Dicen que el amor y la eternidad, son de las ambiciones que todas las personas, secreta o abiertamente anhelamos y quizá sea así; pues la necesidad de afecto y cariño está en cada uno, es el alimento que necesita el alma para no enfermar de tristeza o agobio; es el reconocimiento, que hacemos y nos hacen, afirmándonos el derecho a existir. Mientras que la eternidad, es una ansía que clama inmortalidad, tal vez por la aspiración divina, de acercarnos a Dios.

Por el amor se trabaja, se lucha, se abona y siembra, mientras que el camino a la inmortalidad, únicamente puede ser recorrido con los pasos de Dios, es la gloria que perdura a través de los tiempos y esta alimentado, en buena medida, con las estructuras de las tradiciones, con la fuerza de las acciones, que hablan de constancia y tenacidad, que hacen su marcaje de grandeza, para dejar la seña que perdura, por encima de nuestras debilidades.

Esto viene a colación, pues nuestro hermoso concierto Navideño está por llegar, y, aunque el anterior ayuntamiento agotó y exprimió todo el presupuesto –quizá para evitar tan afortunado evento- la fortaleza del Conservatorio, la tenacidad de sus equipos, con la voluntad de muchos, en esa búsqueda por perseverar en la tradición, logró con bien poco recurso económico, más excedido en talento, que la magia se diera, para que podamos escuchar y disfrutar de nuestro TRADICIONAL CONCIERTO NAVIDEÑO, ahora en nuestro nuevo teatro de la ciudad.

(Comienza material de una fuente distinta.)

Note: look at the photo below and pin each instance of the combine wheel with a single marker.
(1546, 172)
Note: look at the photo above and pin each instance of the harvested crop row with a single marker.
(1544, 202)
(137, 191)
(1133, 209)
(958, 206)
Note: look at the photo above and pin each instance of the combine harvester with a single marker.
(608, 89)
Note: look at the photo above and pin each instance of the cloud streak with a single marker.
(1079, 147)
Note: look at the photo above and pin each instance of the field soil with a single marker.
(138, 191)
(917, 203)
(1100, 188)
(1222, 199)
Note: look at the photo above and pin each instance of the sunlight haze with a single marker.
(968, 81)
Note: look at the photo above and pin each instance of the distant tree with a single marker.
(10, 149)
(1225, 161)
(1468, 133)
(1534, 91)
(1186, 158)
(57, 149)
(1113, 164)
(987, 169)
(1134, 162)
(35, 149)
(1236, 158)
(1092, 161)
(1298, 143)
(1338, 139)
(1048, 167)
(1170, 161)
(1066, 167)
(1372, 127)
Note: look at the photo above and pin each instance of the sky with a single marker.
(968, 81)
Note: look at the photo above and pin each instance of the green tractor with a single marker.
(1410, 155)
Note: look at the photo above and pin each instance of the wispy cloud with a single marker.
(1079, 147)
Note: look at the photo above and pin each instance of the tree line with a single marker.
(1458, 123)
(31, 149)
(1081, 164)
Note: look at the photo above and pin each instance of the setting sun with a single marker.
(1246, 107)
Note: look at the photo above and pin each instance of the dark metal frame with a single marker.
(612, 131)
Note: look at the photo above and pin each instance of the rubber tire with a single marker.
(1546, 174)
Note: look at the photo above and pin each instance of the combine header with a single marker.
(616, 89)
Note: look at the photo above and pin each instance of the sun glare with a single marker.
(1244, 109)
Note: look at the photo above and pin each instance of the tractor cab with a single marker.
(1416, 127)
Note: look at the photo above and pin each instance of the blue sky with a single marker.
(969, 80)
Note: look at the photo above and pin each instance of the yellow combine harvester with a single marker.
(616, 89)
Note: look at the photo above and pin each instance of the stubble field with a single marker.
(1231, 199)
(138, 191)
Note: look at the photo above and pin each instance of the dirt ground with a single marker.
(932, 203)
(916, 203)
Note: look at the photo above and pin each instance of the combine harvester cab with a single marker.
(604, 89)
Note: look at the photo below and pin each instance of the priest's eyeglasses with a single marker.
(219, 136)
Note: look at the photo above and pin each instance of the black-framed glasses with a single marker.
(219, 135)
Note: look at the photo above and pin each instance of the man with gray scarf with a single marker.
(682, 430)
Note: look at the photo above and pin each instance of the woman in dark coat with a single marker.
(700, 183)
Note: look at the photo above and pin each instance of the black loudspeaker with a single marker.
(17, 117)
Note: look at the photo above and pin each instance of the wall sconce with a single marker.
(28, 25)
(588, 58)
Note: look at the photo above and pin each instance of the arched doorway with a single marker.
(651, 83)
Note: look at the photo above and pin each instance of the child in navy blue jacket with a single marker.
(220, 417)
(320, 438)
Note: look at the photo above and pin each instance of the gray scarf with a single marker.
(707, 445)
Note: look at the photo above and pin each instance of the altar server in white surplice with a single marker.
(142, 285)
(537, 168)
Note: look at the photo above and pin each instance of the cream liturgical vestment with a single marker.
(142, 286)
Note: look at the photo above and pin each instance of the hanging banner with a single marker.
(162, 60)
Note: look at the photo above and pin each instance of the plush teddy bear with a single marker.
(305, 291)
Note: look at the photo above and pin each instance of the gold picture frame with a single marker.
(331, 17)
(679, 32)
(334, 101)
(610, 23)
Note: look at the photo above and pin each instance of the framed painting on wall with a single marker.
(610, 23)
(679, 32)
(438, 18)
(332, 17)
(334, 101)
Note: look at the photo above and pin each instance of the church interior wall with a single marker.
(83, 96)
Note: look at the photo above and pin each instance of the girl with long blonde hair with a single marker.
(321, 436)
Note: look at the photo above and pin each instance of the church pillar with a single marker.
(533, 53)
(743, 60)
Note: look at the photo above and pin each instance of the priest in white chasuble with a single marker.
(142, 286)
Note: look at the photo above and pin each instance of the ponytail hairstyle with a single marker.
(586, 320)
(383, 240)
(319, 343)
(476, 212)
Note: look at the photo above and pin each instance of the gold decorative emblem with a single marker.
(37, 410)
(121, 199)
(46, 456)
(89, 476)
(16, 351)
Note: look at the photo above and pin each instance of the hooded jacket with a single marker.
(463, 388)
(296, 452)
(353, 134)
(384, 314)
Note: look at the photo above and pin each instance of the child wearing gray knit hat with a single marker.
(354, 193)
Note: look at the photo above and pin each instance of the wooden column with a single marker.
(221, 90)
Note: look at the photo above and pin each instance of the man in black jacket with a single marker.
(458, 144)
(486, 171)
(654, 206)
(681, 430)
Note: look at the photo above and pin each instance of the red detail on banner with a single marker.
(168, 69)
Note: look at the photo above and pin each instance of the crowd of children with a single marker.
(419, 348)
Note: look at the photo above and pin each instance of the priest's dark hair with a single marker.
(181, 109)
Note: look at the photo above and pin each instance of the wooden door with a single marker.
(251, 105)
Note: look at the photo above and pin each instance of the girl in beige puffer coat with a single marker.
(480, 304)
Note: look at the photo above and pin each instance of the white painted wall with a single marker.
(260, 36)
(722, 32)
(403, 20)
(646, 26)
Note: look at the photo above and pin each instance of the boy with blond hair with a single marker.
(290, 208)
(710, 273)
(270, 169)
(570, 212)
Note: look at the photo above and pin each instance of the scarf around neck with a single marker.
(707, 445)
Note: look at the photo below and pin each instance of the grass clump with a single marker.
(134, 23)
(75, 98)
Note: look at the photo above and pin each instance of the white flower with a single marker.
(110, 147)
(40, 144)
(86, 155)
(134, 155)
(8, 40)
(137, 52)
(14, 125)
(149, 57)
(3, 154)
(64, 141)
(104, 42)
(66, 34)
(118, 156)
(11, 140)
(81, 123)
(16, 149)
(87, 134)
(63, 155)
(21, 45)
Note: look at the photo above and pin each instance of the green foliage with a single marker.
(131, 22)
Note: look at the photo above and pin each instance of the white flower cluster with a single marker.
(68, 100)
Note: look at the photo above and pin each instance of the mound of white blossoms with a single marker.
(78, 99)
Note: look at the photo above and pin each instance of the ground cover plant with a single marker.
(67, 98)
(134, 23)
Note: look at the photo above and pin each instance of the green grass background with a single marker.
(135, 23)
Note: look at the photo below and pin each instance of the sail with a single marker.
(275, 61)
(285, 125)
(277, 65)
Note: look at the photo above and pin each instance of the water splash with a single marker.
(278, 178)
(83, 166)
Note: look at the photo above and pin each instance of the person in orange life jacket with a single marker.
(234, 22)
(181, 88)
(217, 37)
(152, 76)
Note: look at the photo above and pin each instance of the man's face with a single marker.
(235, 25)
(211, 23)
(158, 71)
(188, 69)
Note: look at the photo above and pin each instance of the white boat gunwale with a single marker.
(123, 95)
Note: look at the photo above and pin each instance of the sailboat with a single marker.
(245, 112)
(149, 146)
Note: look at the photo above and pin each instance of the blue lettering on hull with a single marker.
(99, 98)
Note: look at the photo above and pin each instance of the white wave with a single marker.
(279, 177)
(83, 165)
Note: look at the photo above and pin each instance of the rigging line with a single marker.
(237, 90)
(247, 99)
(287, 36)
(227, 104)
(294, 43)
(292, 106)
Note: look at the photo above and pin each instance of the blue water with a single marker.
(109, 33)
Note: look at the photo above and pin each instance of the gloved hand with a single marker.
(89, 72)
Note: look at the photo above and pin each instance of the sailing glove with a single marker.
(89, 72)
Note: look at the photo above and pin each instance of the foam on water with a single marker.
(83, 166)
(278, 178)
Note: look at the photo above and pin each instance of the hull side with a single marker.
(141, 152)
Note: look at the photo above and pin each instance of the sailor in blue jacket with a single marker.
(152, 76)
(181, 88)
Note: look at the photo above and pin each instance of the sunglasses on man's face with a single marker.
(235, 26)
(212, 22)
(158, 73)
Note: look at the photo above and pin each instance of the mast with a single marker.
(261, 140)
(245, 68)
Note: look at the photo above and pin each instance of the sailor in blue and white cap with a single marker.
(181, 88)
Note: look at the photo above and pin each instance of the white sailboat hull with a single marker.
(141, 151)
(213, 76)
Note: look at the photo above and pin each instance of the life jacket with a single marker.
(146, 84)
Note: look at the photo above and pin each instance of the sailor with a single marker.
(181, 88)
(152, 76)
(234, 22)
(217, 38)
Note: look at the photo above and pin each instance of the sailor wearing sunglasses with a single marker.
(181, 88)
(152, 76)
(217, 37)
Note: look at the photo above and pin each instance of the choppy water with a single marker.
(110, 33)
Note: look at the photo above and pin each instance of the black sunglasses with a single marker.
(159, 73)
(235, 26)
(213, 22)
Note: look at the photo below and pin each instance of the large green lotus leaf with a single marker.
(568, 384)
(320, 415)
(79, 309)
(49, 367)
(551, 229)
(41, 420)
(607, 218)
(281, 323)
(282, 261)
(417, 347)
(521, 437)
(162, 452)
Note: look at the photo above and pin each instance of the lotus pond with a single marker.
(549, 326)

En esta ocasión, a diferencia de años anteriores, tendrá un costo, no podrá realizarse en la Calzada, bien sé que muchos pagaran con esfuerzo, más también reconozco, que todos lo haremos con profunda gratitud, en la bienaventuranza, de quienes reclaman tiempos mejores.

En la esperanza, de continuar forjando eternidad, son las huellas que dejamos todos y cada uno de los residentes celayenses; pues de alguna mágica manera, solo por el hecho de asistir, nos transformamos en personajes de este evento glorioso, hacemos historia y en sus anales queda registro.

Acudir es participar, en esta tu tierra y casa; habla de quiénes somos los celayenses, habitantes de este suelo plano, bendecido por la Purísima y perfumado por su deliciosa cajeta.

Al presentarnos, unimos los hilos de quienes se fueron y nos regala instantes, que rozan el dintel de la inmortalidad. Este concierto, habla de unión fraterna, de la cofradía de tradiciones, inculcadas por nuestros mayores en respeto por y hacia la paz.

Señala en acorde, con nuestra internacional Orquesta, nuestro repudio a la violencia, el rescate que hacemos de nuestras calles, edificios, a nuestra vida.

Nuestra presencia, refuerza con las voces de nuestros pequeños, de nuestros artistas, que esta ciudad es nuestra, que aquí se cohabita con el arte, con la excelsa distinción de ser poseedores, como muy pocas ciudades en el mundo, de la Orquesta Silvestre Revueltas.

Primera llamada, el teatro esta por abrir sus puertas, no cierres tus oídos, deja la pereza para otro día, desempolva el saco de valentía, perfúmate celayense, pues es tiempo de mirarnos, romper esta larga sequía de afectos, con los debidos respetos, que cada uno guarda, desde su sanidad a la paneterna. Son tiempos de prender luces, por todos aquellos que se han marchado y que, en el cielo, estampan con hermoso destello, el sendero a la eternidad. Escribo al correo inmortal, estas letras, con profundo respeto y cariño al amigo, al colaborador de esta columna: Ing. Rafael Salas Aguilar.